Some of these physicians have called for a halt to all mosquito spraying in the state. In their report, the members list the negative health effects of individuals living in areas downwind of mosquito-spraying areas.
Their three main health concerns include: neurological problems, decreased fertility and harm to Utah's air quality.
They cited that neurological problems affect adults, children and developing fetuses and that decreased fertility affect both men and women.
State officials have said the methods of application for the mosquito spraying is safe.
In addition, this spraying reduces Utahns from becoming ill with mosquito-borne diseases, such as West Nile virus, according to the Salt Lake County Mosquito Abatement District.
“Unfortunately, (Utah Physicians for a Healthy Environment’s) position does not reflect the current weight of scientific evidence about the risks from treatments for mosquitoes and mosquito-transmitted diseases,” said Ary Faraji, executive director of the Salt Lake County Mosquito Abatement District.
Activists disagree, stating that when insecticide is sprayed efficiently, it is more likely to negatively affect residents in the surrounding areas.
“The term abatement is a huge euphemism, and we should not let that term obscure the fact that this is a practice that spreads biologic poison throughout our environment,” said Dr. Brian Moench, president and founder of Utah Physicians for a Healthy Environment.
At least one study has linked the most common mosquito pesticide to negative neurological outcomes.
Being exposed to low levels of combined pesticides can have an impact on sperm production in men, according to Dr.

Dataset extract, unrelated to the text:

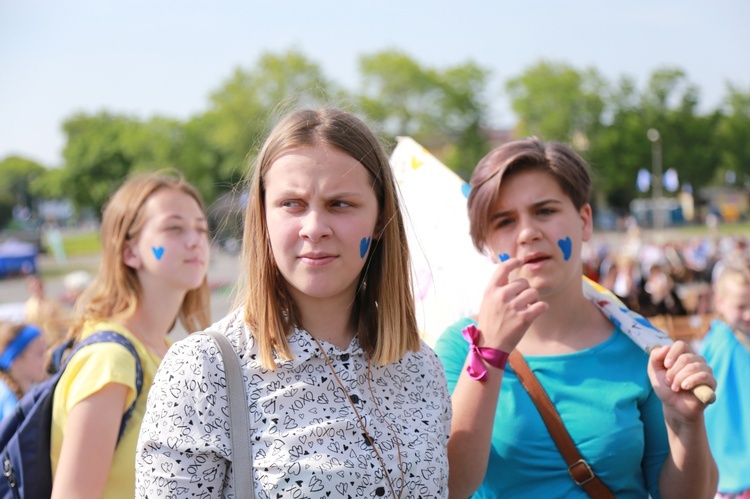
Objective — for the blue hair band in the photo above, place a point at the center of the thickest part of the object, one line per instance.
(18, 345)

Kirtly Jones, an emeritus University of Utah professor of obstetrics and gynecology.
“The consequences of sperm counts and DNA abnormalities lead to lowered fertility and increased miscarriages in the partners of men exposed. This is heartbreaking for couples trying to have a child,” said Jones.
In addition, the group of doctors noted in their report that 1 in 32 boys are diagnosed with autism, which is one of the highest rates in the country. They speculate that this can be linked to spraying in the Great Salt Lake region.
The state does not agree with these speculations, however, citing that spraying only occurs in unpopulated areas.
“We strictly follow the federal lead in these regards,” Faraji noted.
A spokesperson for the Salt Lake County Health Department has said “the risk of mosquito-borne diseases like West Nile virus far outweigh the risk of appropriately used pesticides as part of a comprehensive mosquito control plan.”